Strategi Penetapan Harga Pada Produk yang Telah Beredar

Strategi untuk menetapkan harga pada produk yang telah beredar di masyarakat, umumnya tidak lepas dari posisi produk dalam siklus produk. Dan berikut 3 tingkatan dalam tahapan siklus.

1. Tahap pertumbuhan

Pada tahap pertumbuhan ini memiliki ciri-ciri yaitu diantaranya penjualan akan meningkat dan disertai dengan munculnya pesaing.

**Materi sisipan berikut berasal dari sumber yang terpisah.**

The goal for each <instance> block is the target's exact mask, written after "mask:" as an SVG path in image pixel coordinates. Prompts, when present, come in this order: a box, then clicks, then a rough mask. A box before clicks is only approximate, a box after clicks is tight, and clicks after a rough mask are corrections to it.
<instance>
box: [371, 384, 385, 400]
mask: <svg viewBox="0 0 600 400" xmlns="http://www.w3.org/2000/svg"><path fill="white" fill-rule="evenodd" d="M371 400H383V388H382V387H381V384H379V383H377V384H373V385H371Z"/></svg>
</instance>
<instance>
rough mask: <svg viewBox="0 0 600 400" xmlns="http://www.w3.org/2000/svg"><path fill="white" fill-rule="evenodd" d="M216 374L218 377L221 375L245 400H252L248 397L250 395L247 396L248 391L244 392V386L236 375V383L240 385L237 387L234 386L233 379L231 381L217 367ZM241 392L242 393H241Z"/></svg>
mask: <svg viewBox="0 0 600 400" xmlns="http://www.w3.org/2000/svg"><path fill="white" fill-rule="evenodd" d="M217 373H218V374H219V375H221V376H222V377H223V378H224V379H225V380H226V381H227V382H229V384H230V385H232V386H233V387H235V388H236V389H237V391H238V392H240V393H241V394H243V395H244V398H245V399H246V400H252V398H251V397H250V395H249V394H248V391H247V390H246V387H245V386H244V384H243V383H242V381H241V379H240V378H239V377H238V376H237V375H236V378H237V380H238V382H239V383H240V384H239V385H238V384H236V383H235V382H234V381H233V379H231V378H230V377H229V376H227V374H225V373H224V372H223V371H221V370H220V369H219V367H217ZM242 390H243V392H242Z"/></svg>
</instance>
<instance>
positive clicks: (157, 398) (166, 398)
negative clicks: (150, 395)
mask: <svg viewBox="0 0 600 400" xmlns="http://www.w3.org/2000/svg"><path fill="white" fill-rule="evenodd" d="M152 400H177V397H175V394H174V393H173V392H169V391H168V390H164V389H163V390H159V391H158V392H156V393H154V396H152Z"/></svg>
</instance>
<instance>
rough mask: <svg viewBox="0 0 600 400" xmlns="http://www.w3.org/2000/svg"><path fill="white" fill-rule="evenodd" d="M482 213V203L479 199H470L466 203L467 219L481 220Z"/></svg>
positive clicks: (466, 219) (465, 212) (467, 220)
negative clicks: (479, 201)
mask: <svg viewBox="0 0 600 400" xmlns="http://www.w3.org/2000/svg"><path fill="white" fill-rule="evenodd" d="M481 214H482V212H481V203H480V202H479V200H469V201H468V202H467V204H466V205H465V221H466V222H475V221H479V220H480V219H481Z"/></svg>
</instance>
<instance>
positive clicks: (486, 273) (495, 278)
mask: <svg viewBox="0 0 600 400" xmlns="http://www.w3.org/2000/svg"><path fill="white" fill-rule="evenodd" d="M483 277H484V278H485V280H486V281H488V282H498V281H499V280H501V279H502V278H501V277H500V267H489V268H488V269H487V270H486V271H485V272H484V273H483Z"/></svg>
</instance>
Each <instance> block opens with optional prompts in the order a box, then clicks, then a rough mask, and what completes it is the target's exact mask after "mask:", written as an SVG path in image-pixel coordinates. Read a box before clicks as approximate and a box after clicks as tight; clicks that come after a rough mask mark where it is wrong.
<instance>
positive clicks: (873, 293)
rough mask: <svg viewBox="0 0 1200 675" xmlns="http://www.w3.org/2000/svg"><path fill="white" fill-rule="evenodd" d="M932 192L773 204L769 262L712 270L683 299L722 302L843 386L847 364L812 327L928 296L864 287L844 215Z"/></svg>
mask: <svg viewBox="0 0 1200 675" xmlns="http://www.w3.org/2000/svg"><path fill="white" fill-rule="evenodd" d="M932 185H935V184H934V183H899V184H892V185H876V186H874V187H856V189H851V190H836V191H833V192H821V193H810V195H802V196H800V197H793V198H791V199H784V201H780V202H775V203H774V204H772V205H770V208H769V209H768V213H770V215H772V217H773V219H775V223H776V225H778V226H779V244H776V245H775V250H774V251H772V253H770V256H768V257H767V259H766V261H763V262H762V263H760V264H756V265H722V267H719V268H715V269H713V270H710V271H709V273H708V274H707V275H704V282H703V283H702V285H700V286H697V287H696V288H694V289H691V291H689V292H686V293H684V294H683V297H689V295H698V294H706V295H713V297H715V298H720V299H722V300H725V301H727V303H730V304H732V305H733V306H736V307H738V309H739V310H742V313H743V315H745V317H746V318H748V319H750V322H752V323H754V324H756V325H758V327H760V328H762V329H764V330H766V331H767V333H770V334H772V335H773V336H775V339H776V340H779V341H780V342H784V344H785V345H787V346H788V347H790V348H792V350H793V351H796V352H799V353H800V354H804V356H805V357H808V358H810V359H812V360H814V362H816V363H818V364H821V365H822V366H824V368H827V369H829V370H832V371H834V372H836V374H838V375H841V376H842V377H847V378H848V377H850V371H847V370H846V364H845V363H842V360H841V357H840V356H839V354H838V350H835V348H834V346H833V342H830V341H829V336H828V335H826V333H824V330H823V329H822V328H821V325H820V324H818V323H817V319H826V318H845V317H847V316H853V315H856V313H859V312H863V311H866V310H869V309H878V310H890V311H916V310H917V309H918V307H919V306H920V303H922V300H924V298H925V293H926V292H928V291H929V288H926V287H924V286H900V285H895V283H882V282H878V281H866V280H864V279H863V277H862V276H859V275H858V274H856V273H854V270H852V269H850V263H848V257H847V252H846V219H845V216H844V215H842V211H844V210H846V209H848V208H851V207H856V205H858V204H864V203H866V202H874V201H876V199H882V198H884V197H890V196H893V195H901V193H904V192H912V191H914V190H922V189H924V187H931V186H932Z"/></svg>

Ketika terjadi pertumbuhan yang cepat, maka biasanya strategi yang digunakan yaitu tetap mempertahankan harga produk atau pasar.

Namun sebaliknya jika pertumbuhan melambat, maka strategi yang diterapkan yaitu strategi harga agresif atau menurunkan harga, hal ini bertujuan agar dapat mendorong penjualan sekaligus mampu menghadapi persaingan yang semakin ketat.

2. Tahap kematangan

Dalam tahap kematangan ini mempunyai karakteristik seperti fleksibilitas harga, hal itu terjadi karena tahap ini merupakan efektivitas strategi dalam penetapan harga.

Secara garis besar, sudah menjadi kewajiban bagi perusahaan untuk menjadi sosok yang responsif terhadap situasi pasar, konsumen, bahkan terhadap pesaing.

3. Tahap penurunan

Dalam tahap penurunan ini biasanya ditandai dengan menurunnya jumlah permintaan secara terus menerus. Selain itu, pada tahap ini merupakan tahap akhir dalam daur hidup produk yang mana mempunyai dua alternatif langkah utama, yaitu:

  1. Discounting atau pemotongan harga.
  2. Mempertahankan penetapan harga namun memotong biaya yang berhubungan dengan produk, khususnya dalam pengeluaran biaya untuk promosi. 

Hal-Hal yang Harus Diperhatikan Dalam Penentuan Harga

Penetapan harga suatu produk harus dipertimbangkan berdasarkan :

  1. Menentukan berapa banyak pendapatan yang ingin dihasilkan dari produk tersebut.
  2. Menentukan prioritas usaha.
  3. Mempertimbangkan kemampuan atau daya beli konsumen.
  4. Besarnya biaya produksi.
  5. Sesuai dengan target awal.
  6. Mengetahui harga pesaing atau kompetitor.
  7. Monitor harga secara berkelanjutan.

Demikianlah artikel tentang penetapan harga ini, semoga bermanfaat.